Them: I have a Kelly from Ireland. You have a Kelly on your profile. Was your Kelly Irish?

Me: I have only one Kelly in my tree. She was born in Dorset UK in 1747. I recently found their marriage certificate and learned she was the 2nd wife of my 4th great-grandfather. They were in their 60s when they married and had no children. So she couldn't be our match.

Did your ancestors live in any of these places? [I listed the places my father's maternal family lived (all in southern states) including Carroll County Arkansas.]

Them: Were your Carroll ancestors Irish? I have Irish Carrolls.

Me: I have no Carroll ancestors, that was a location, Carroll County Arkansas.
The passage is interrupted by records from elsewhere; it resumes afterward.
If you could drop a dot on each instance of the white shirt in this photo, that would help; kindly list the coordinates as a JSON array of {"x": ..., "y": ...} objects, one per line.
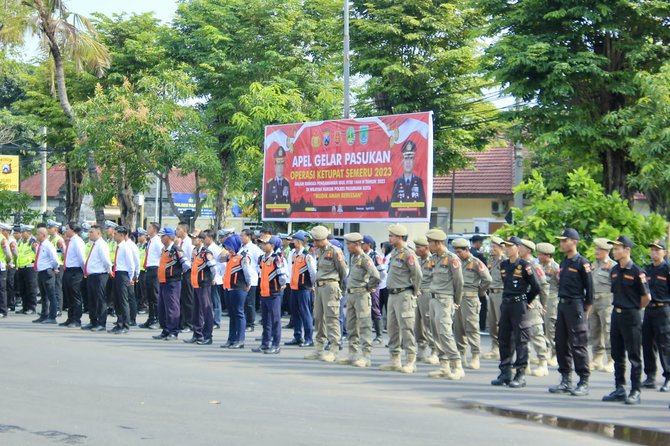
[
  {"x": 154, "y": 249},
  {"x": 75, "y": 253},
  {"x": 47, "y": 257},
  {"x": 98, "y": 261},
  {"x": 254, "y": 253}
]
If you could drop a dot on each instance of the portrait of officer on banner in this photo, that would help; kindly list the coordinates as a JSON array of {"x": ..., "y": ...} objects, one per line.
[
  {"x": 408, "y": 198},
  {"x": 278, "y": 189}
]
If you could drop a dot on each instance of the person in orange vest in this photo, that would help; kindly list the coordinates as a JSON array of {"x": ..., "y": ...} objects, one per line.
[
  {"x": 272, "y": 282},
  {"x": 203, "y": 270},
  {"x": 172, "y": 264}
]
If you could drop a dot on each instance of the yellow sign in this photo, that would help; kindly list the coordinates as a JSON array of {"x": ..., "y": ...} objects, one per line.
[{"x": 9, "y": 172}]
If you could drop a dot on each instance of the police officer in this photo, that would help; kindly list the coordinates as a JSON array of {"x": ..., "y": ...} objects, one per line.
[
  {"x": 403, "y": 282},
  {"x": 446, "y": 290},
  {"x": 599, "y": 318},
  {"x": 330, "y": 273},
  {"x": 545, "y": 254},
  {"x": 424, "y": 337},
  {"x": 495, "y": 295},
  {"x": 656, "y": 322},
  {"x": 408, "y": 198},
  {"x": 278, "y": 189},
  {"x": 631, "y": 294},
  {"x": 520, "y": 288},
  {"x": 476, "y": 281},
  {"x": 362, "y": 279}
]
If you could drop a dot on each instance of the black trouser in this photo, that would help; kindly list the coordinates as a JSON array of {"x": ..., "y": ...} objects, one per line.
[
  {"x": 27, "y": 281},
  {"x": 46, "y": 280},
  {"x": 572, "y": 337},
  {"x": 656, "y": 339},
  {"x": 72, "y": 278},
  {"x": 626, "y": 338},
  {"x": 250, "y": 307},
  {"x": 121, "y": 306},
  {"x": 151, "y": 293},
  {"x": 513, "y": 334},
  {"x": 186, "y": 301}
]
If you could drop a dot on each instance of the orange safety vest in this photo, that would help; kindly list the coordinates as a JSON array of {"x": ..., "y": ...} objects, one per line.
[
  {"x": 300, "y": 278},
  {"x": 269, "y": 280},
  {"x": 234, "y": 277}
]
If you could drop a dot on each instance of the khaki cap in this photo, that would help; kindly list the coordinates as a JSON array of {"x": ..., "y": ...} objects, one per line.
[
  {"x": 602, "y": 243},
  {"x": 528, "y": 244},
  {"x": 421, "y": 240},
  {"x": 353, "y": 237},
  {"x": 460, "y": 243},
  {"x": 399, "y": 230},
  {"x": 546, "y": 248},
  {"x": 320, "y": 232},
  {"x": 436, "y": 234}
]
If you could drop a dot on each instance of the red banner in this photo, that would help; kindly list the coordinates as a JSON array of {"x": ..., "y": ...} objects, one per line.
[{"x": 367, "y": 169}]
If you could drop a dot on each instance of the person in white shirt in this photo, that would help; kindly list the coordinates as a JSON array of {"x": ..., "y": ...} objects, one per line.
[
  {"x": 73, "y": 274},
  {"x": 254, "y": 252},
  {"x": 46, "y": 265},
  {"x": 96, "y": 271},
  {"x": 151, "y": 262}
]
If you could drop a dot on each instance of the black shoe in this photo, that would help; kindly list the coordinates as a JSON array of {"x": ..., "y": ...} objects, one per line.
[
  {"x": 582, "y": 388},
  {"x": 519, "y": 380},
  {"x": 619, "y": 395},
  {"x": 565, "y": 385},
  {"x": 633, "y": 398},
  {"x": 649, "y": 383}
]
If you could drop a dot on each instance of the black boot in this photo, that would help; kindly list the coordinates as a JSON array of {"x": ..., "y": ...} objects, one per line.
[
  {"x": 519, "y": 379},
  {"x": 564, "y": 387}
]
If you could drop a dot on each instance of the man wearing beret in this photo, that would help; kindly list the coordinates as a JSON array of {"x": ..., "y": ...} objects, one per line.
[
  {"x": 404, "y": 283},
  {"x": 599, "y": 319}
]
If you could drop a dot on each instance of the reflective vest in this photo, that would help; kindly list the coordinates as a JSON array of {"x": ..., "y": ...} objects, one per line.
[
  {"x": 269, "y": 280},
  {"x": 234, "y": 278},
  {"x": 300, "y": 278},
  {"x": 201, "y": 274},
  {"x": 26, "y": 251},
  {"x": 170, "y": 269}
]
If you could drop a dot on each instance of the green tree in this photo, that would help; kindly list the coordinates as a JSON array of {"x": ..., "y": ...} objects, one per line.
[
  {"x": 574, "y": 62},
  {"x": 587, "y": 208}
]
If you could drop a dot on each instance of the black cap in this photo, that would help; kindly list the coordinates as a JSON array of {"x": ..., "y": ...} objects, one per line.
[
  {"x": 622, "y": 240},
  {"x": 569, "y": 233}
]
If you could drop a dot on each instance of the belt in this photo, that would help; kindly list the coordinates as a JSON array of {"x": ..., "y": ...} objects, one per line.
[{"x": 400, "y": 290}]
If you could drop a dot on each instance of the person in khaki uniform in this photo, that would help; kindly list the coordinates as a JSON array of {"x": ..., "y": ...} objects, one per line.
[
  {"x": 476, "y": 280},
  {"x": 403, "y": 283},
  {"x": 537, "y": 338},
  {"x": 495, "y": 295},
  {"x": 545, "y": 254},
  {"x": 424, "y": 337},
  {"x": 330, "y": 272},
  {"x": 446, "y": 289},
  {"x": 362, "y": 279},
  {"x": 599, "y": 319}
]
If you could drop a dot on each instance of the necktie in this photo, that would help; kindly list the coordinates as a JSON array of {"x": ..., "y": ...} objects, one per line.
[{"x": 88, "y": 257}]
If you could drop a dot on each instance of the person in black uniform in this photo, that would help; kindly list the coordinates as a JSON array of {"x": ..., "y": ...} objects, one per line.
[
  {"x": 631, "y": 294},
  {"x": 408, "y": 198},
  {"x": 575, "y": 294},
  {"x": 520, "y": 288},
  {"x": 278, "y": 189},
  {"x": 656, "y": 321}
]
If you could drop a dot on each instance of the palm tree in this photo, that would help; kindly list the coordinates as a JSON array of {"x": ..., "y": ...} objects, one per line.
[{"x": 63, "y": 35}]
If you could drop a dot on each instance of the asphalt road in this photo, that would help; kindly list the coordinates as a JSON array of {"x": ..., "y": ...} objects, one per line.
[{"x": 72, "y": 387}]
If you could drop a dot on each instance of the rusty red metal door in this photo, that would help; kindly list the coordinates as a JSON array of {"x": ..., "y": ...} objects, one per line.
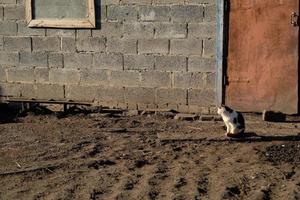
[{"x": 262, "y": 62}]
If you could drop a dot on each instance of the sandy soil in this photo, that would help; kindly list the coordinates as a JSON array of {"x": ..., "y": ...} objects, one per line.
[{"x": 111, "y": 156}]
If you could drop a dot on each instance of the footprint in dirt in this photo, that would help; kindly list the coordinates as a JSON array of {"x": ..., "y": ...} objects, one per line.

Do you have a dropline or family tree I could look at?

Them: I have a tree on It's private. You can't see it.

Me: I'm sorry I can't be of any more help.

I was so frustrated by this I got up and vacuumed my floors. So it's all good. I was going to try to mop too but no one else asked me another sufficiently exasperating question, and I ran out of energy before I got to the mop bucket. Now I have to sweep again before I can mop since the "enfant terrible" has, as usual, rolled in the litterbox and carried clay litter everywhere. I don't need to do his tree to know he's got a bit of the Devil in him. 

But, if you are interested in learning how to do genomic "mapping" I'm happy to answer questions. Please feel free.


Linda P. said...

Thanks for this information. We've been frustrated in our family search for the parents of a Robert Peel in our family line. At the time of his birth, the famous Robert Peel in the U.K. was apparently convincing any Peel with a male child to name that child Robert! I just sent my daughter a link to your blog so that we could maybe think about pursuing this avenue of research.

smm said...

It all seems very complex...not sure my brain would bring the whole spreadsheet love this would take to accomplish.